La Water Footprint si ottiene mettendo insieme tre componenti: l’acqua blu, che si riferisce all’acqua superficiale o sotterranea prelevata perché direttamente utile alla produzione – è la quantità di acqua dolce che non torna a valle del processo produttivo nel medesimo punto in cui è stata prelevata o vi torna, ma in tempi diversi -; l’acqua verde, che corrisponde al volume di acqua piovana utilizzato; e l’acqua grigia, che rappresenta il volume di acqua inquinata alla fine del processo, quantificata come il volume di acqua necessario a diluire gli inquinanti al punto che la qualità delle acque torni sopra gli standard previsti.

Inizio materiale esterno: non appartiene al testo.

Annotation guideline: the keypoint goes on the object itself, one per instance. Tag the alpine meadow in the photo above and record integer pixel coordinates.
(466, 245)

Nel 2014 l’impronta idrica dell’Italia ammontava a 136.543 metri cubi, con l’impronta idrica di ciò che proveniva dall’estero che corrispondeva a 81.491 m3 (59,7% della Water Footprint totale) e l’impronta idrica domestica pari a 55.052 m3 (40,3% del totale). L’impronta idrica blu rappresentava il 20% della Water Footprint totale, la verde il 64% e la grigia il 16%.
Misurare cosa succede all’acqua sotto il profilo di impatti e consumi è fondamentale in tutti i settori, anche in quello dei prodotti per l’arredo.

Water Footprint italia

IL SETTORE FORESTALE

Un altro esempio che aiuta a comprendere come mai sia così importante analizzare il consumo d’acqua è costituito dalle analisi che cercano di ricostruire e quantificare quello che accade dal punto di vista idrico nel settore forestale: la Water Footprint per metro cubo di legno è significativamente minore quando la materia prima arriva da foreste tropicali e subtropicali, rispetto a quella proveniente da quelle boreali o temperate, perché nel primo caso le foreste ospitano più valore sotto forma di servizi ecosistemici che sotto il profilo della produzione di legno. In quest’ottica, il riciclo dei prodotti in legno potrebbe effettivamente ridurre l’impronta idrica del settore forestale, lasciando così più acqua disponibile per la generazione di altri servizi ecosistemici.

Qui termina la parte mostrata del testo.